Instacart Analysis

Project Overview
Analyze the database of Instacart, an online grocery store, and perform exploratory analysis to uncover information about their sales patterns, derive insights and suggest strategies for better segmentation.
Analytical Techniques and Tools
•Data Wrangling and Cleaning with Python
•Data merging
•Deriving variables
•Grouping and aggregating data
•Manipulating data frames
•Data visualization with matplotlib andSeaborn

This bar graph represent the busiest orders of the week based on the number of orders placed each day. The most orders are placed on Saturday, Sunday and Friday.

This histogram represents the number of orders placed throughout the day. The most orders occur from 8am to 5pm.

Recommendations: To bring in more customers during slow periods of the day ads should be scheduled late in the evening , after 8pm, and in the early morning, 3-5am.

This line graph shows the price of products that are purchased throughout the day. The most expensive products tend to be purchased around 5am.

Recommendations: People purchase the most expensive products in the early hours of the day, therefore ads for more expensive products should be put out in the early morning.

This histogram represents the frequency of the different product prices. The majority of products fall within the range of $1-15, with low frequencies of products costing more than $15

To simplify price range groupings, product price ranges were sorted into low-range, mid-range, and high-range product categories. The above pie chart represents the proportion of each category.
Low-price product: if prices <= 5
Mid-price product: if prices >5 & <=15
High-price product: if prices >15

This bar graph represents the amount of products purchased in each department, in order of least to most popular. Very few purchases are made in the bulk departments, whereas the most purchases are make in produce, dairy/eggs, and snacks.

Recommendations:  The marketing and sales team should focus on the bottom 5 departments that the least amount of products that are purchased, because departments like produce and dairy/eggs are staples in the household and customers will buy these without the sway of advertising. This would in turn increase profits greatly.

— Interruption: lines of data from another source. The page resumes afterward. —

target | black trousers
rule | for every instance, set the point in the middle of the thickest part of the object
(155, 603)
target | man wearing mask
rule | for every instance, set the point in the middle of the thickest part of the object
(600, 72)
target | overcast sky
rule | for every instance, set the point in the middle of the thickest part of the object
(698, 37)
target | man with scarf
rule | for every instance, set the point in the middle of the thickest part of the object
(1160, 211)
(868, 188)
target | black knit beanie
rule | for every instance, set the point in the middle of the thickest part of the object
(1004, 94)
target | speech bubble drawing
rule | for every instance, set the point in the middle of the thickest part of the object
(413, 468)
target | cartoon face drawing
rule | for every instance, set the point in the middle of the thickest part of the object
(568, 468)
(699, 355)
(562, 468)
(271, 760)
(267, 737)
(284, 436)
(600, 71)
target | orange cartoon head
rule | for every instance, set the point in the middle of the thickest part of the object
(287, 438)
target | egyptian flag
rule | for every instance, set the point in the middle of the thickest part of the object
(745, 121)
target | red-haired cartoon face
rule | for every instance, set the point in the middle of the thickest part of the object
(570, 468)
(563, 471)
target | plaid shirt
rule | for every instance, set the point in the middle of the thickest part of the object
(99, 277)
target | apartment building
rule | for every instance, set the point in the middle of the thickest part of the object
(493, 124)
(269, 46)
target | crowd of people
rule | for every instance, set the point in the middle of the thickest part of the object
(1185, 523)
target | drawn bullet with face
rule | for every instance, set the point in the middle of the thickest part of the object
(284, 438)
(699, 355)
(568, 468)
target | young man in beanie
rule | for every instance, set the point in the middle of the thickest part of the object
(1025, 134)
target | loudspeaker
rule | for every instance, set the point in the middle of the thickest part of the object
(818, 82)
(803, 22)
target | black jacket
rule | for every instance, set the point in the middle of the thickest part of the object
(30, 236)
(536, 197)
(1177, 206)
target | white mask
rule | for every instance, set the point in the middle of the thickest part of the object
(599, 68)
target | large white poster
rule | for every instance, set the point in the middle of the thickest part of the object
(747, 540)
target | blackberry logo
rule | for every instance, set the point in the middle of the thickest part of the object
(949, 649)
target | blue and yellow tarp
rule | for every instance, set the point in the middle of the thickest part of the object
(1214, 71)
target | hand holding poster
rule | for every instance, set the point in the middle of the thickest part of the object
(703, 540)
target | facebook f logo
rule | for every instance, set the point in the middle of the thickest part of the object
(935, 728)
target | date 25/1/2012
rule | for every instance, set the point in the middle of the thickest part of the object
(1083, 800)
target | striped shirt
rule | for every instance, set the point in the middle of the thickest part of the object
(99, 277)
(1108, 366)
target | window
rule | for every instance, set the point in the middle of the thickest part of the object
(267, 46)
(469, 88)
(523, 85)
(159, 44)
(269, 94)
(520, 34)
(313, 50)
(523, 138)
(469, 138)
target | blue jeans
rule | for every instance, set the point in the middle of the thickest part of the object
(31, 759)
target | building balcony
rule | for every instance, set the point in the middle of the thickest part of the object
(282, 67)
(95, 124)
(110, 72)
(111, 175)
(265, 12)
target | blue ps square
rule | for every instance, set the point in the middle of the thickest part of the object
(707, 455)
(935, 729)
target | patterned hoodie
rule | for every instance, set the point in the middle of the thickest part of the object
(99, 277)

To simplify brand loyalty, groupings were organized by the maximum amount of orders each customer has made. They are sorted by new customers, regular customers, and loyal customer.  
New Customer: maximum orders <=10
Regular Customer: maximum orders >10 or <=40
Loyal Customer: maximum orders >40

New Customer: 68,750
Regular Customer: 76,864
Loyal Customer: 17,017

Recommendation:  A slight majority of customers regularly return to Instacart for their online grocery purchases, but there is not a very strong proportion of loyal customers. There must be an increase in loyal customers, to ensure that they will keep coming back and making repeated orders, therefore additional coupons and savings offers can be included into their ads. To bring in more new customers, we can provide a free 7-day trial if they are first time users, and continue to run ads to encourage their return.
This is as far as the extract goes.